Environmental Biology of Fishes

, Volume 100, Issue 2, pp 187–192 | Cite as

Are nest sites a limiting resource for speleophilic nesting fishes in sand dominated temporarily open/closed estuaries?

  • Ryan J. WassermanEmail author
  • Alan K. Whitfield
  • Rebecca J. Welch
  • Tatenda Dalu


Southern African temporarily open/closed estuaries are often characterized by sand dominated mouth regions, a feature in contrast to many permanently open estuaries of the region which regularly have substantial rocky areas. Here we explore how habitat characteristics may reduce nesting opportunities and potentially explain population trends for a common estuarine fish species, the speckled sand goby Psammogobius knysnaensis, in many temporarily open/closed estuaries in South Africa. The present study is the first to document that P. knysnaensis is a speleophilic nester, utilizing the underside of rocks and other hard substrata for egg attachment. Furthermore, our results suggest that ideal nesting habitat for the speckled sand goby is potentially a limiting resource in sand-dominated temporarily open/closed estuaries. We postulate that this is a factor contributing to the relatively low numbers of adult P. knysnaensis found in sandy temporarily open/closed estuaries of the region, although the role of marine connectivity, food availability, predation pressure and other environmental factors in this regard still remain largely unassessed.
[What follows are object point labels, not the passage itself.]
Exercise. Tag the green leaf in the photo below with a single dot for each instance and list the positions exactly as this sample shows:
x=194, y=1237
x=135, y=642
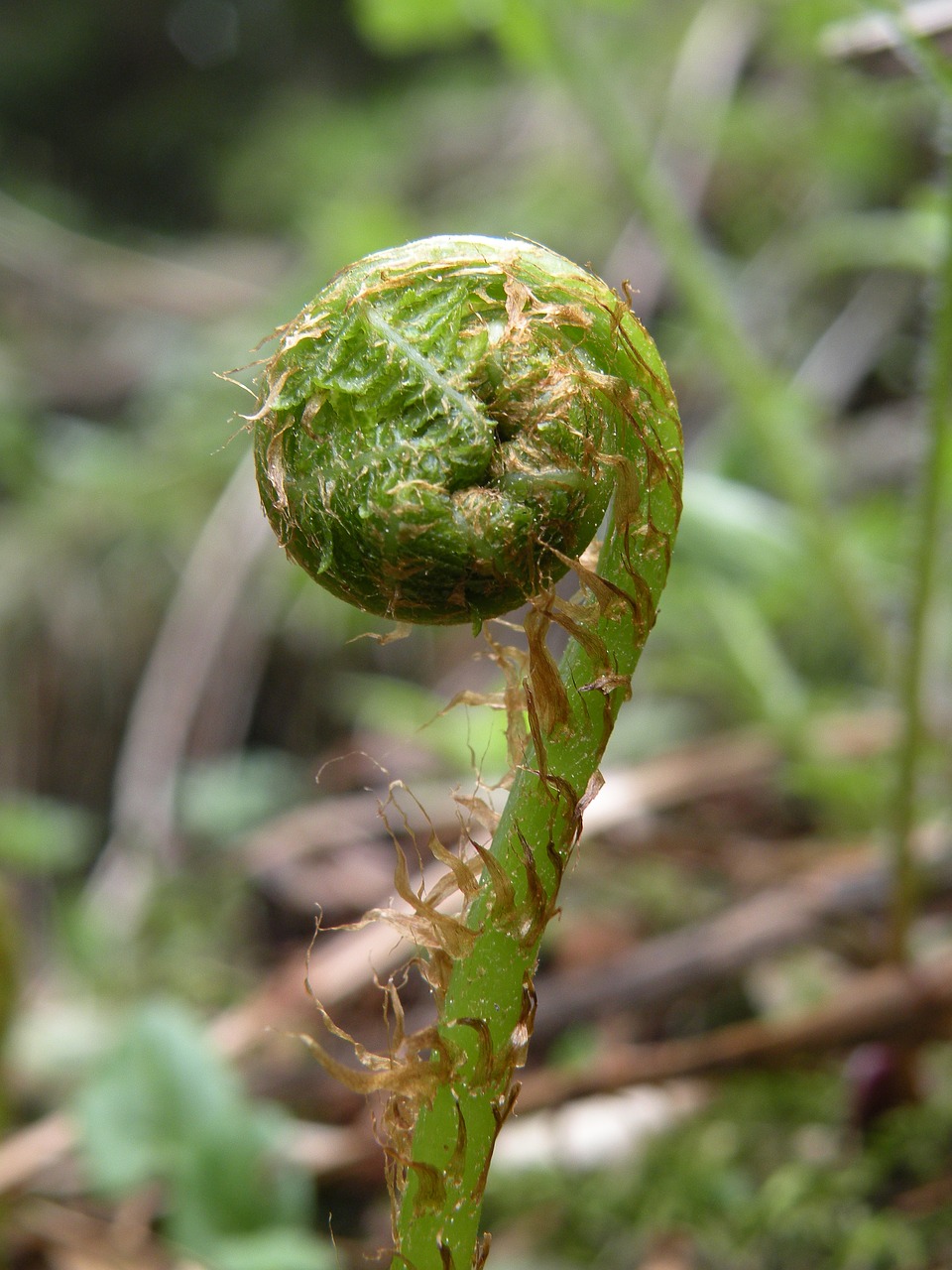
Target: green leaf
x=280, y=1248
x=226, y=797
x=42, y=835
x=166, y=1107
Autecology Eggs Gobiidae Psammogobius knysnaensis Reproduction 



This work was financially supported by the National Research Foundation of South Africa (NRF, UID: 88746). Tatenda Dalu was funded by a Claude Leon Post-Doctoral Research Fellowship.
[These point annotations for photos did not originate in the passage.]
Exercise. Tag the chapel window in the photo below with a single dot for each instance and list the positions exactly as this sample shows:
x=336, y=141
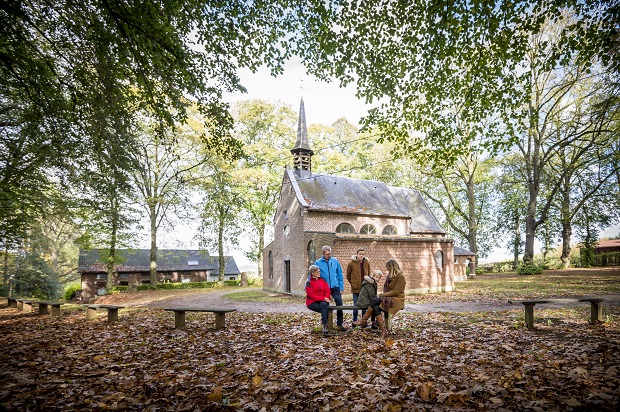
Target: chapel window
x=311, y=253
x=389, y=230
x=368, y=230
x=345, y=228
x=439, y=259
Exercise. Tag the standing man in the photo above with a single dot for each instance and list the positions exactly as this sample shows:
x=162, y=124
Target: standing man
x=331, y=271
x=357, y=268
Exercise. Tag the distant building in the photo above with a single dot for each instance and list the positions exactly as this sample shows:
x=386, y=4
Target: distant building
x=389, y=222
x=172, y=266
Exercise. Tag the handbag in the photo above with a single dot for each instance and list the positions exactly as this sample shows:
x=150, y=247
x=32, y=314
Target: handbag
x=387, y=302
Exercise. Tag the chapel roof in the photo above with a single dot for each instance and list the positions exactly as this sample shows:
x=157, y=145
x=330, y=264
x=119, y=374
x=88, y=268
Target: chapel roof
x=322, y=192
Compliance with ethical standards

Conflict of interest

RJ Wasserman declares that he has no conflict of interest. AK Whitfield declares that he has no conflict of interest. RJ Welch declares that she has no conflict of interest. T Dalu declares that he has no conflict of interest.

Ethical approval

All applicable institutional guidelines for the care of animals were followed. This article does not contain any studies with human participants performed by any of the authors.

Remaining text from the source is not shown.